Mais uma vez surpreendeu-me a rapidez e a maturidade da decisão. Ela já me andava a pedir para rapar o cabelo há alguns dias, pelo que queria despachar logo aquilo para depois se poder dedicar às bonecas, filhos e netos, papinhas e fraldas que a esperavam no quarto.
Sentámo-la novamente na cadeira e com a tesoura, o Pai foi o primeiro a cortar uma mecha, a seguir foi o Duarte, eu e por fim ela. Todos demos uma tesourada no seu cabelo. Depois o pai continuou o seu trabalho, enquanto o mano saltitava na cozinha e eu ia falando com ela. O cabelo amontoava-se no chão, conversávamos e riamos, dizíamos parvoíces e o ambiente estava leve e animado. Aquela cozinha emanava amor por todo o lado.
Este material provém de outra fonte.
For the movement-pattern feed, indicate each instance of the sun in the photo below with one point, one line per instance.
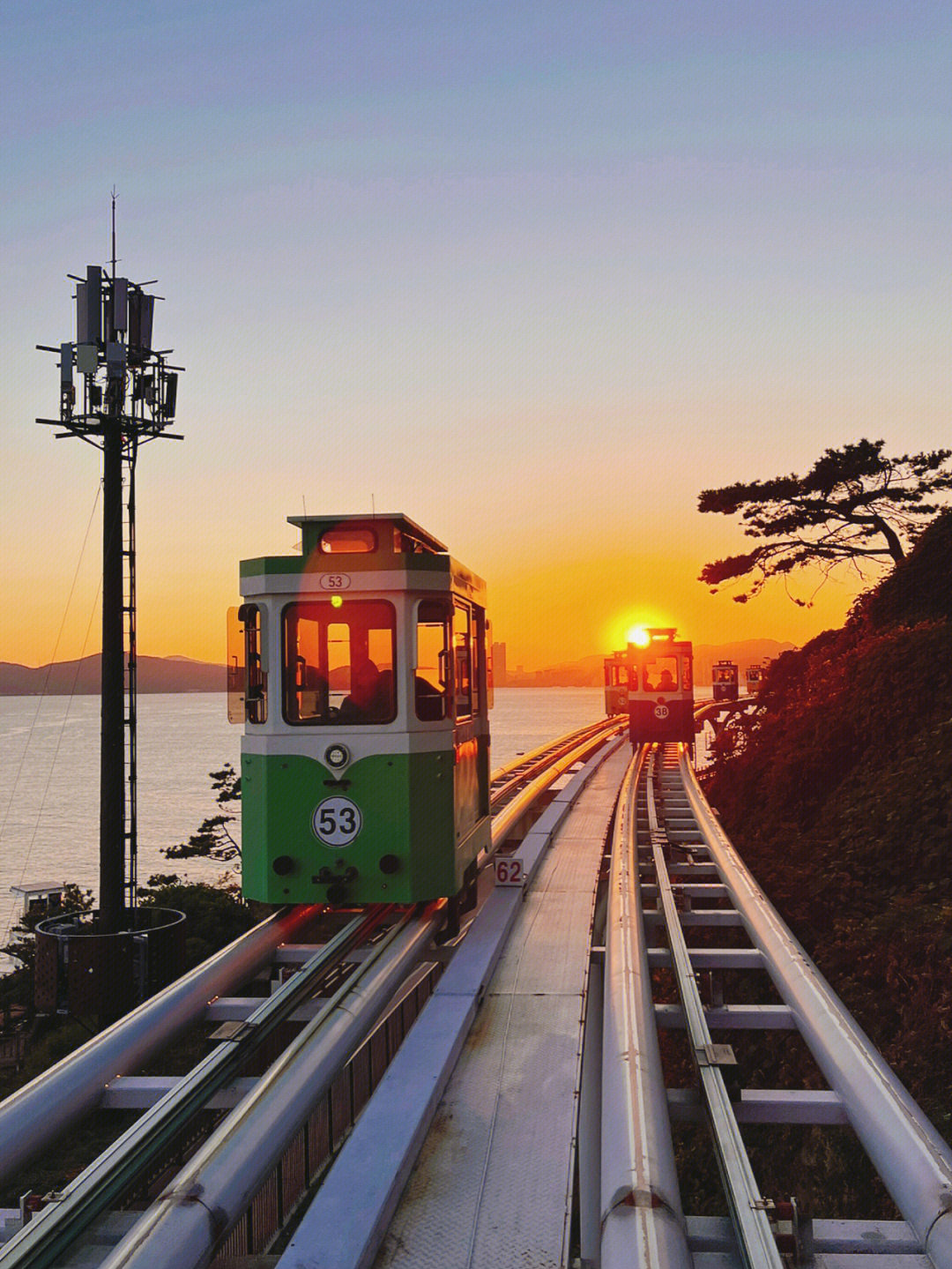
(638, 635)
De vez em vez o olhar do Miguel procurava o meu e vice versa, para analisar o interior do outro. Ganhámos este hábito. Quando a situação aperta, é nos olhos que nos olhamos, tentando perceber o que se está a passar lá dentro. Não precisamos falar, o olhar chega.
Antes deste dia chegar, a queda do cabelo era uma coisa que me assustava bastante, achava eu que, quando chegasse o dia, eu iria chorar baba e ranho. Dizia a toda a gente que era a parte que mais me custava, ver a minha filha careca, porque querendo ou não o 'selo' do cancro torna-se visível a todos. Estava tão errada! Foi num ambiente de amor, alegria e muita paz que tudo isto aconteceu. E mais uma vez senti-me grata. Grata pela filha que tenho, grata pela família que construí, grata por tudo aquilo que o universo me dá todos os dias, porque mesmo a nossa família tendo um cancro, temos muito mais amor.
A partir desse dia a nossa Matilde passou a ser o nosso Ruquinha. Foi ideia dela e o mano chama-lhe isso com um carinho que enternece o coração só de ouvir!
Temos um Ruca em casa, só para nós! Que privilégio!